Esta vez fueron los dos quienes se
tragaron un grito cuando volvieron a acomodarse en sus asientos.
“¡Nos escuchó!”, gritosusurró M. “¡Viene
a buscarnos!”, susurrogritó T.
Ambos cerraron fuerte los ojos, como
niños que creen que lo que no se ve no existe. Por cierto que estaban deseando
que fuera así, que ese mantra infantil se cumpliera.
Después de unos segundos que les
parecieron décadas, M. no pudo contenerse más y dijo: “Asomate. ¡Fijate si se
sigue moviendo!”.
En silencio pero enfáticamente, T. se
negó, y siguió con los ojos cerrados. M. lo sacudió pero no hubo caso.
M. se asomó nuevamente al pasillo. El
miedo era grande, pero la necesidad de saber lo era aún más.
La forma estaba más cerca, era indudable.
Hipnotizado, M. se dedicó a observarla. Parecía ser un torso humano, con dos
largos brazos, y sin cabeza. Se deslizaba silenciosamente, y con cada segundo
acortaba la distancia entre ella y los amigos.
Cuando llegó a unos seis metros, la
figura flotante se detuvo, dubitativa. En ese momento, M. volvió a apoyarse en
el respaldo de su asiento, y después habló al oído de su amigo: “¡Está muy
cerca, pero se frenó! ¿Qué hacemos?”.
T. abrió los ojos para mirarlo como si
estuviera loco: “¿Hacer qué? ¿Estás en pedo? Quedate quieto y no le des bola.
Hacete el dormido y no nos va a joder”.
M. no supo bien qué contestarle. Si bien
su instinto era similar, al mismo tiempo cuestionaba la sabiduría de ignorar un
fenómeno como el que se estaba desarrollando frente a sus ojos.
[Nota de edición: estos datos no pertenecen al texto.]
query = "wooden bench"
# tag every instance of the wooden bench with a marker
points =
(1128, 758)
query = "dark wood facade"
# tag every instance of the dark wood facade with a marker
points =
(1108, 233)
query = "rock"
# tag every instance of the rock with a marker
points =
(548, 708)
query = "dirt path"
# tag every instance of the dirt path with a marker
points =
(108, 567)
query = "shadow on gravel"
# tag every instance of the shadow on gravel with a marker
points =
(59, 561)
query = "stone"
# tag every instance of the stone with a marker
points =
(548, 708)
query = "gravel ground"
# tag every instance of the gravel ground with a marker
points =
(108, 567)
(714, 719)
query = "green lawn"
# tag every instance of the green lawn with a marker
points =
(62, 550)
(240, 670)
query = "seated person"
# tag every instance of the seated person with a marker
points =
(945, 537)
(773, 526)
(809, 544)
Dudó un instante y decidió hacerle caso a
su amigo, pero antes cerciorarse de dónde estaba la aparición.
Cuando M. asomó la cabeza, no vio nada.
La forma blanca había desaparecido, tan silenciosamente como se había hecho
presente.
Con un suspiro de alivio, M. se dej ó caer sobre el respaldo de su asiento. T. abrió un solo ojo y le
preguntó: “¿Y? ¿Dónde está?”. “No la veo más”, contestó M.
Con ese exiguo intercambio, ambos se
dedicaron a intentar dormirse de nuevo, y sus cerebros a explicar aquello a lo
que no le encontraban explicación. Y aunque tardó, Morfeo terminó haciéndose
presente y los escoltó hacia el olvido de los sueños.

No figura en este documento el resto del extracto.